”The Church of Esau is, and remains, what it is. It must nail Christ, its only hope, to the Cross. There is no alternative: when men do not joyfully accept the divine order, whereby God chooses us and not we Him, they must inevitably overthrow it. However apparent the failings of the Church may be—its superficiality and dullness, its worldliness and its asceticism, its useless humility and its equally useless pride, its misplaced zeal in trivial matters and its equally misplaced and helpless unconcern with the things of existence and non-existence,—these, and many other accusations which may be brought against the Church, would not be sufficient to secure its condemnation, were it not that it stood already condemned by its failure to accept the judgement pronounced over men as men, before ever they have committed this or that offence or failed in this or that particular.

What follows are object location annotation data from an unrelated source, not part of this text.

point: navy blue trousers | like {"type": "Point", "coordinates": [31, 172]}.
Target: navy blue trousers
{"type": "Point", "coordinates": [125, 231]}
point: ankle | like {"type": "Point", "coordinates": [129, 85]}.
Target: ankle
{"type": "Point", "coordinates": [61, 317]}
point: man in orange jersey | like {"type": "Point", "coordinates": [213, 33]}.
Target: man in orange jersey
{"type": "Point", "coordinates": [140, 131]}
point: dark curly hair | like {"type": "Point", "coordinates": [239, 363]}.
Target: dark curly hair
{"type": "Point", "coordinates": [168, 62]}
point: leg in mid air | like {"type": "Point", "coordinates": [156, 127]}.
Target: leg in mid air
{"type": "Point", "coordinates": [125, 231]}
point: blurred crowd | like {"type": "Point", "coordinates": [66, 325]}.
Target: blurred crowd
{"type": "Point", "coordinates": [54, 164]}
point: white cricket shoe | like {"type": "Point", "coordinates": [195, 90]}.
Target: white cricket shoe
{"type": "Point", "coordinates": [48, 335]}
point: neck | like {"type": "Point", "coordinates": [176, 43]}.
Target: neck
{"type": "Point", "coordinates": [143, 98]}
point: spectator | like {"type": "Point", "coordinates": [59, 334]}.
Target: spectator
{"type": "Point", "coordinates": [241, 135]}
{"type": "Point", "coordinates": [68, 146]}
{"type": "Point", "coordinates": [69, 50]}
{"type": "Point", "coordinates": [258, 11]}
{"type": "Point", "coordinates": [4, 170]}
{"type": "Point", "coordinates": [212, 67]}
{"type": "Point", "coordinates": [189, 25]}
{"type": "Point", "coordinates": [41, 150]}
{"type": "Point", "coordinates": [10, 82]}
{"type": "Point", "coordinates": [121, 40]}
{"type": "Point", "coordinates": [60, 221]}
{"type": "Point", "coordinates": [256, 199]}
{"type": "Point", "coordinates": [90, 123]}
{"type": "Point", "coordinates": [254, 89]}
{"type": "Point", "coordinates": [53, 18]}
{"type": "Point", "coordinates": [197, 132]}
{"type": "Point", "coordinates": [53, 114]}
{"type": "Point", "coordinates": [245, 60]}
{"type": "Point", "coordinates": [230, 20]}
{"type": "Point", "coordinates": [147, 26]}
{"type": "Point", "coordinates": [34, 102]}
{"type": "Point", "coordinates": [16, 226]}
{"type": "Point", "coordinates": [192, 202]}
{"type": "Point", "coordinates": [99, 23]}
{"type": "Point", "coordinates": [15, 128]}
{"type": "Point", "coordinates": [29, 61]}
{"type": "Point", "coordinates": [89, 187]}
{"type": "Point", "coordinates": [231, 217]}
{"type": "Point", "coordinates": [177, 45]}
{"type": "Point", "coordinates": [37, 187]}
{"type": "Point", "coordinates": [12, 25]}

Were the Church to appear before men as a Church under judgement; did it know of no other justification save that which is in judgement; did it believe in the stone of stumbling and rock of offense, instead of being offended and scandalized at it; then, with all its failings and offences—and certainly one day purified of some of them—it would be the Church of God. The Church, however, which sings its triumphs and trims and popularizes and modernizes itself, in order to minister to and satisfy every need except the one!; the Church which, in spite of many exposures, is still satisfied with itself, and like quicksilver, still seeks and finds its own level; such a Church can never succeed, be it never so zealous, never so active in ridding itself of its failings and blemishes. With or without offenses, it can never be the Church of God, because it is ignorant of the meaning of repentance. […]
Who does not substitute some plan or program or method, some new thing, some new ’interpretation of the truth’, some movement or task, which gives us less to create but more to do, less to ponder but more to talk about, less to endure but more to undertake, than does the righteousness of God? And so we introduce a ’thing’ by which men—and especially religious men—secure an advantage for themselves. Immersed in the happiness of doing and speaking and inaugurating, busy with reforms and revolutions, they are able to forget the judgement hanging over their heads, and so the ’thing’ on which they are engaged turns out more to their credit than if they were to seek naught else but to fear and to love God above all things. Was there ever a period when the Church was free of the temptation to substitute a human righteousness of it own for the righteousness of God? Was there ever a time when the temptation was resisted?”
- Barth, Karl: 1968: The Epistle to the Romans. New York: Oxford University Press. (Utg. på tyska 1922. Engelsk översättning utg. 1933 av Oxford University Press, London.) S 370, 373.